FHOD3L rescues sarcomere organization in neonatal rat ventricular myocytes.
(A) Overview of the rescue experiments. Reverse transfection of siRNA upon plating NRVMs followed by infection with adenovirus to drive exogenous expression. (B) Western blot showing depletion of endogenous FHOD3 after knockdown, and exogenous FHOD3L expression levels after rescue. GAPDH used as a loading control. (C) Quantification of Western blot in (B) normalized to GAPDH for each lane and then normalized to endogenous levels in the mock knockdown. (n=3, each; mean ± SD.) (D) Sarcomere integrity indicated by immunofluorescent staining of α-actinin (green). Localization of exogenous HA-FHOD3L is shown in magenta. DAPI (blue) is included in the merged images. WGA is not shown for clarity. (E) Quantification of sarcomere number per NRVM. (n=160 cells, mock KD; n=334 cells, mock rescue; n=110 cells, FHOD3L rescue.) (F) Average sarcomere lengths per NRVM. (mock KD n=100 cells; mock rescue n=71 cells; FHOD3L rescue n=92 cells). (G) Average sarcomere widths (Z-line lengths) per NRVM. (mock KD n=100 cells; mock rescue n=71 cells; FHOD3L rescue n=92 cells) (H) Epifluorescence micrographs showing mock knockdown and FHOD3L-rescued NRVMs stained with phalloidin (green) to visualize thin filaments and anti-HA (magenta) to show expression of exogenous FHOD3L. (I) Quantification of thin filament lengths for mock knockdown and FHOD3L-rescued NRVMs. (mock KD n=94 cells; WT rescue n=84 cells) For (E,F,G,I) Data from three biological replicates for each condition are represented by different shades.
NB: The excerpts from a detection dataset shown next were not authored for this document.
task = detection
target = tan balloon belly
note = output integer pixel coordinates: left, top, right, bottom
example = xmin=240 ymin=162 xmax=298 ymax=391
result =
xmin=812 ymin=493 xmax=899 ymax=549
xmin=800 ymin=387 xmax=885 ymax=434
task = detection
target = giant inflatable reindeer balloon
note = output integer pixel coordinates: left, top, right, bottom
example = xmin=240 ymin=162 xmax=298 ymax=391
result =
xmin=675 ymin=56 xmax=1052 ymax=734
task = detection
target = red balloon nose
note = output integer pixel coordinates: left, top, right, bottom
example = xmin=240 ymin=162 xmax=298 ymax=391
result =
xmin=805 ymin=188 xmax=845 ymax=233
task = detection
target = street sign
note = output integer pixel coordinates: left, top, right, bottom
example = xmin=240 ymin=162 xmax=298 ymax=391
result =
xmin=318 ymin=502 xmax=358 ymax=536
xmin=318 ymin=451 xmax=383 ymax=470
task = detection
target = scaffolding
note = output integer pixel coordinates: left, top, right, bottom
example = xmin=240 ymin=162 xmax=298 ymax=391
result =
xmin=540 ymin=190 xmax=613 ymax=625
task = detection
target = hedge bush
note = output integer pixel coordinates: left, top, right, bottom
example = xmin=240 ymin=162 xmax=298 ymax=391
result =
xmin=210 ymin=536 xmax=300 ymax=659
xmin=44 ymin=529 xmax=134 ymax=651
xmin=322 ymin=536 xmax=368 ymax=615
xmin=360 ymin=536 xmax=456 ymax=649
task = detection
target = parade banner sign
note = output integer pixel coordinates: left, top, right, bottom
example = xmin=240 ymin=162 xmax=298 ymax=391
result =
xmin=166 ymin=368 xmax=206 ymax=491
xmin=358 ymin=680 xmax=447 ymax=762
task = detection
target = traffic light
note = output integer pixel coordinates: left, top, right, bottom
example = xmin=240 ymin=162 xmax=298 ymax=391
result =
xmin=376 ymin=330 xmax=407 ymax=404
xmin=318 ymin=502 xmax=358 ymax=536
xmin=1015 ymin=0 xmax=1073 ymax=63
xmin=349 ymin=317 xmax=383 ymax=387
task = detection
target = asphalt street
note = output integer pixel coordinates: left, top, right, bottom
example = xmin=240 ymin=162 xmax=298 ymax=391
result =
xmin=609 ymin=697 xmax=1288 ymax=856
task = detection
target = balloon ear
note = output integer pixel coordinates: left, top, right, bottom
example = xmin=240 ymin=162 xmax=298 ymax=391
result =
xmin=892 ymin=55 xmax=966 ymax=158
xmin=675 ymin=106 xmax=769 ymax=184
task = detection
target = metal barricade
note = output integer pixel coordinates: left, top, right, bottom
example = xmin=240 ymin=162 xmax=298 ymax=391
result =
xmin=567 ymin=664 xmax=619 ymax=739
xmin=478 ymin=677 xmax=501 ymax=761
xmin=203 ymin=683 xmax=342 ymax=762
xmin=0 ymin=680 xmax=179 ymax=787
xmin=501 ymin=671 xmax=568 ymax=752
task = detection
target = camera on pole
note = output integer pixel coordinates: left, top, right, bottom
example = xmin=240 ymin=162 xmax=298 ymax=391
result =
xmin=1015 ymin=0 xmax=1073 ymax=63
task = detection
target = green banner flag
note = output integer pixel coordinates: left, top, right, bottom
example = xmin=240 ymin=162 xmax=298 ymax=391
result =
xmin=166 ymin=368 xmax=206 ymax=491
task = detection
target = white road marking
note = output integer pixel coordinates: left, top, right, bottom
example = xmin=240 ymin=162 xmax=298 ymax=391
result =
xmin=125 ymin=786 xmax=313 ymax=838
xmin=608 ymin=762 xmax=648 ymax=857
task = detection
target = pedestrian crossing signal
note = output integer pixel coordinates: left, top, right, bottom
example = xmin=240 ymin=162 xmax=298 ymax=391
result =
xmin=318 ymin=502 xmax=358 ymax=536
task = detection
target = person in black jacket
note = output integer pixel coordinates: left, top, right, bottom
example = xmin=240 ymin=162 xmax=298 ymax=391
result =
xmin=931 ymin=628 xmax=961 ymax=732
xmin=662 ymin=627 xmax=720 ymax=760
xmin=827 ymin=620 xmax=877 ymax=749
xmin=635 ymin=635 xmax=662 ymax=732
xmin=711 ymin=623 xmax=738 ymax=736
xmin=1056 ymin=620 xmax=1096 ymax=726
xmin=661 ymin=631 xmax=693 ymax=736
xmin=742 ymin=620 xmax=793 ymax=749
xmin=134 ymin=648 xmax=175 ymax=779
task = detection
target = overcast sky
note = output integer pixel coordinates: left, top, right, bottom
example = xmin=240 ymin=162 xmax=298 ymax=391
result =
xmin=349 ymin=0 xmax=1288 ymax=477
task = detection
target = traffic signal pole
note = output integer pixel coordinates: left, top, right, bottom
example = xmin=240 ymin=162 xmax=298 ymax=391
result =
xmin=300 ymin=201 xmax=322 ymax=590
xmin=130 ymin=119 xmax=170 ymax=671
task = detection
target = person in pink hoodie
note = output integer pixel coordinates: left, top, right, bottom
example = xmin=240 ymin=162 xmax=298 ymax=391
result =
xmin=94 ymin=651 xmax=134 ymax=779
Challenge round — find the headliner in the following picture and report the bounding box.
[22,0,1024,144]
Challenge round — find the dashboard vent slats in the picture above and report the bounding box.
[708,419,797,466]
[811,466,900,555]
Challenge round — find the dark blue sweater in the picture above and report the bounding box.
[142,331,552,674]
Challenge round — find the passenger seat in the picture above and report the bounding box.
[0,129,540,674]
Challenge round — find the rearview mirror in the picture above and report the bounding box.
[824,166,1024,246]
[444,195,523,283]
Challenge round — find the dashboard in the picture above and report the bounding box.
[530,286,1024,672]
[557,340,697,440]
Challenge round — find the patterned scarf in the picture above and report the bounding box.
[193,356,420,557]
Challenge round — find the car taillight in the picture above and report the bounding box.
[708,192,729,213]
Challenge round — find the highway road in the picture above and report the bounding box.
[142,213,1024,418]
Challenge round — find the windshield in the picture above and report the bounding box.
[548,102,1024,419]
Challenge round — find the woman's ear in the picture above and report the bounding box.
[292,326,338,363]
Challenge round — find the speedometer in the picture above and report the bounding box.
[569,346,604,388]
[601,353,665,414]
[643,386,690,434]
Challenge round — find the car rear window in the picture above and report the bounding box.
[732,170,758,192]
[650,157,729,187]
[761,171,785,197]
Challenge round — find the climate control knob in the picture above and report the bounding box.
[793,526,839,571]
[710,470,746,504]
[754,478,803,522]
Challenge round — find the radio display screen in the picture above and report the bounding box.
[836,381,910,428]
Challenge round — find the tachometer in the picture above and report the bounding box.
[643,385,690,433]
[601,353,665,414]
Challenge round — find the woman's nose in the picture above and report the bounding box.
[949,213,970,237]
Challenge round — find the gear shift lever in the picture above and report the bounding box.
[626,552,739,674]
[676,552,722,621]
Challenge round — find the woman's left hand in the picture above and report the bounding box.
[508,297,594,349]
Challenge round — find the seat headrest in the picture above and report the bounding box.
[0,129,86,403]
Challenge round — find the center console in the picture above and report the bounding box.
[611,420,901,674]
Mean ± SD is shown. p-values were calculated with Mann-Whitney U tests, ns p > 0.05; * p < 0.05; ** p < 0.001.
Method establishment for FHOD3L rescues in neonatal rat ventricular myocytes. (A) Relative mRNA expression of FHOD3 in NRVMs after knockdown with different siRNA oligos compared to GAPDH mRNA expression (n=2 wells, 1 biological replicate; mean). (B) Typical image of cellpose segmentation of wild-type FHOD3L-rescued NRVMs, used for per cell quantification of sarcomeres. ROI’s are numbered. Scale bar, 20 µm (C) Pairwise correlation of normalized DsRed vs. HA fluorescence intensity from FHOD3L rescue, plotted per NRVM area. Correlation is too weak to use DsRed as an expression level reporter (n=347 cells; 1 biological replicate). (D-F) Pairwise correlation of HA fluorescence intensity vs. (D) sarcomere number, (E) sarcomere length, (F) sarcomere width from FHOD3L rescue, plotted per NRVM area. (G) Normalized and background corrected 3xHA-FHOD3L fluorescence intensity per NRVM area from a rescue experiment. Magenta line indicates the upper expression level cutoff (2700 a.u./µm2) used to select cells for further analysis (n=913 cells; 3 biological replicates; mean ± SD.)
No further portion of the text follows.